Intestinal malrotation in newborns and infants: comparative possibilities of ultrasound and radiologic methods of investigation
- Authors: Anpilogova K.S.1, Filin Y.A.1, Polyakova E.V.1, Sukhotskaya A.A.1, Sebelev K.I.1, Trufanov G.E.1
-
Affiliations:
- Almazov Research Center of the Ministry of Health of the Russian Federation
- Issue: Vol 43, No 3 (2024)
- Pages: 251-259
- Section: Original articles
- URL: https://journals.eco-vector.com/RMMArep/article/view/634364
- DOI: https://doi.org/10.17816/rmmar634364
- ID: 634364
Cite item
Abstract
BACKGROUND: Intestinal malrotation is a congenital pathology that results from abnormal fixation and rotation of the midgut during fetal development. This pathological condition is most often diagnosed during the first month of life and is often manifested by the presence of regurgitation, restlessness, vomiting with an admixture of bile, low weight gain. The narrow root of the mesentery facilitates the formation of midgut ingestion, which can lead to ischemia and necrosis and requires urgent surgical intervention. Ultrasound and radiologic examination with contrast are currently used to diagnose malrotation.

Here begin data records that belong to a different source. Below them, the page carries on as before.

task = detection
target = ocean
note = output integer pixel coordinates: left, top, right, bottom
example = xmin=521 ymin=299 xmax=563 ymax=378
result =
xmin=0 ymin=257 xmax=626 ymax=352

AIM: To improve the diagnosis of intestinal malrotation in newborns and infants by carrying out a comparative analysis of the capabilities of radiologic and ultrasound methods of investigation when they are used in combination.
MATERIALS AND METHODS: Data from 112 patients aged from 1 day from birth to 3 months 26 days between 2016 and 2024 with ultrasound signs of malrotation detected by microconvex and linear transducers were analyzed. 50 children were further followed up with this provisional or final diagnosis. Contrast agent passages and irrigographs were performed on an AXIOM Luminos DRF (Siemens), with 1 to 15 radiographs and up to 8 X-ray examination series obtained.
RESULTS: The most common ultrasound sign of malrotation was atypical location of mesenteric vessels, and the most common radiologic sign was left-sided location of the colon and high standing of the cecum. Assessment of the location of the duodenojejunal junction was complicated in most cases. Surgery was performed in 17 children, one of them for suspected intestinal obstruction, and a ring-shaped pancreas was found in 4 patients. The diagnosis of malrotation was made in 40 children out of 50, in 4 cases this was discordant with the radiologic findings. Concomitant abnormal location of internal organs was detected in 12 patients.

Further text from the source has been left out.